Semua isu tersebut justru dihadirkan dengan begitu subtle, padat, dan terasa pekat, tanpa terasa adanya tendensi provokatif. Hal tersebut yang membuat aspek naratif film ini memiliki muatan yang begitu berisi dan berhasil tersampaikan dengan baik.
Cara Usmar dalam bercerita terasa sangat tertata. Lihatlah bagaimana Usmar mengawali dan mengakhiri filmnya, dibuka dengan Iskandar yang berlari dikejar-kejar tentara saat jam malam dan beruntungnya ia masih selamat dari sergapan.
Ditutup dengan kondisi yang nahas, Iskandar yang kali ini tertembak saat pengejaran jam malam tepat di depan rumah tunangannya, Norma. Sebuah repetisi yang seakan mengalegorikan degradasi moral Iskandar yang terdampak oleh situasi dan realitas sosialnya.
Repetisi lainnya pada saat momen kelam Iskandar yang harus menembak satu keluarga tak bersalah saat masih di medan perang. Saat itu, ia bertugas sebagai algojo pemegang senapan dan Puja yang bersorak “Tembak!”.

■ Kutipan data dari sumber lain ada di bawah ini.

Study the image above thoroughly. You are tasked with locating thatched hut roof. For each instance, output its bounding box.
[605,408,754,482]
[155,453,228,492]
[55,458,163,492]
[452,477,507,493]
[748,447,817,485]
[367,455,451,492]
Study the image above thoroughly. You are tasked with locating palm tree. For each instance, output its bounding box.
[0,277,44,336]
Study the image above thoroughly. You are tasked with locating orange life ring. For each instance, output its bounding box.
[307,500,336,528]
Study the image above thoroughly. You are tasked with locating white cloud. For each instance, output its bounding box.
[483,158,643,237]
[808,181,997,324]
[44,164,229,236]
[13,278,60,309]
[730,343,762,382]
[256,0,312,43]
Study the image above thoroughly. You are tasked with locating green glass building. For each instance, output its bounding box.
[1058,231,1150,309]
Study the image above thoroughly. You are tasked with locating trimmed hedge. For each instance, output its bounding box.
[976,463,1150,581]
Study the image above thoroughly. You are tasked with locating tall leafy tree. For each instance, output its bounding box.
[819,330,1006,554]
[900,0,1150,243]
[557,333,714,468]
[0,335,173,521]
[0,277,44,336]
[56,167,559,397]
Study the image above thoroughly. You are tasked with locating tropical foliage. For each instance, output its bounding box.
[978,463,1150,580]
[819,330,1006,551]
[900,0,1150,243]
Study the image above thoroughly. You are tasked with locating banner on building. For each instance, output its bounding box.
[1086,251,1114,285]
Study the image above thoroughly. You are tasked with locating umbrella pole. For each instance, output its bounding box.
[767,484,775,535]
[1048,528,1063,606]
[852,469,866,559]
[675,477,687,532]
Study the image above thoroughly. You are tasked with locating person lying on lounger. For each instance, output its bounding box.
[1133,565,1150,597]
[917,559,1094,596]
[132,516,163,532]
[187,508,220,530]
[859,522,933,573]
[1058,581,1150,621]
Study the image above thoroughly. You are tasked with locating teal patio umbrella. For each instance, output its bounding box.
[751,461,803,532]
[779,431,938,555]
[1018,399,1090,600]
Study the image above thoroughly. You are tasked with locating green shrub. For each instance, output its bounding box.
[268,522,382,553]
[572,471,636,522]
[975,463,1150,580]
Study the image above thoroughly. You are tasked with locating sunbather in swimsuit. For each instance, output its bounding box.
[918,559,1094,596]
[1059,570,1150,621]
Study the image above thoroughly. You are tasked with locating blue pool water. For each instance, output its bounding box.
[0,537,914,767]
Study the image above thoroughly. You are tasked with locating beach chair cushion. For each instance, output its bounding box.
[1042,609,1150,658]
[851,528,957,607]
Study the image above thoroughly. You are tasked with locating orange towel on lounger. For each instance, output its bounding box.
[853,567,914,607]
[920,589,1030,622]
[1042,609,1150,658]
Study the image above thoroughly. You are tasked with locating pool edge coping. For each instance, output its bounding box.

Momen tersebut yang kemudian mengusik kepala Iskandar sepanjang cerita dan menjadi pemicu paling kuat dari pergolakan batin dirinya. Kemudian terulang saat Iskandar dan Puja yang akhirnya memutuskan untuk mendatangi rumah Gunawan.
Iskandar sudah menyudutkan Gunawan sambil mengacungkan moncong pistol ke arah Gunawan, hingga kemudian Puja kembali bersorak “Tembak!”. Kejadian tersebut malah kembali menambah rentetan penyesalan Iskandar, yang pada akhirnya terjebak pada paradoks dendam dan penyesalan berujung nahas.
Naratif Usmar yang berhasil mengais empati penonton turut menjadi “kesaktian” cara penceritaanya. Dari seluruh tokoh yang mewarnai film ini, tokoh Laila lah yang membuat saya sangat berempati.
Bagaimana Usmar berhasil menggambarkan karakter Laila yang centil sekaligus menyimpan luka yang bisa terasa menyakitkannya juga saat menonton. Lewat tokoh Laila pula, Usmar menggambarkan nasib malang rakyat kelas bawah yang punya banyak angan yang tak pernah pasti. Majalah-majalah fashion dan lifestyle Amerika yang dimiliki Laila, sekilas menggambarkan dominasi kapitalisme barat di negara bagian ketiga.
Pendekatan sinematik yang digunakan Usmar dalam film ini memiliki kemiripan dengan film-film noir Hollywood, mengingat ini merupakan film yang Usmar produksi setelah menyelesaikan studi filmnya di Amerika Serikat.
Treatment kamera dan penataan blocking dalam film ini terasa cukup modern di eranya. Salah satu yang khas adalah visual hitam-putih yang kontras lewat penggunaan hard lighting dan chiaroscuro.